Synthetic EDI Test Data Generation For Secure, Scalable, And PHI-Free Healthcare Claims Quality Engineering
DOI:
https://doi.org/10.63278/jicrcr.vi.3646Abstract
Healthcare Quality Engineering teams face a critical challenge in validating claims processing systems. HIPAA regulations and organizational security policies restrict access to production data containing Protected Health Information. Traditional data masking techniques reduce contextual accuracy. This results in incomplete testing coverage and missed defects. Synthetic test data generation offers a compliant and privacy-preserving solution for testing X12 EDI transactions. Properly engineered synthetic EDI data reflects real clinical and billing behavior without exposing patient identities.
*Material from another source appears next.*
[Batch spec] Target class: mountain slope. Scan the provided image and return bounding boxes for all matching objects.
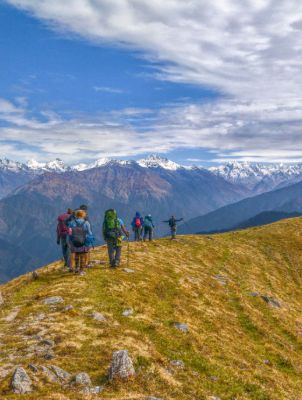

This article examines the role of synthetic test data in healthcare claims Quality Engineering. It explores the challenges addressed by synthetic data generation. It analyzes strategies for creating high-quality synthetic EDI datasets that maintain statistical accuracy and structural integrity. Implementation considerations for enterprise Quality Engineering pipelines receive detailed attention. Business outcomes demonstrate substantial improvements in test automation coverage and release velocity. PHI-related compliance risk diminishes significantly with synthetic data adoption. The article discusses future advancements, including generative AI applications and metadata-driven dataset assembly. Synthetic EDI test data represents a foundational capability for healthcare organizations navigating the balance between innovation and security.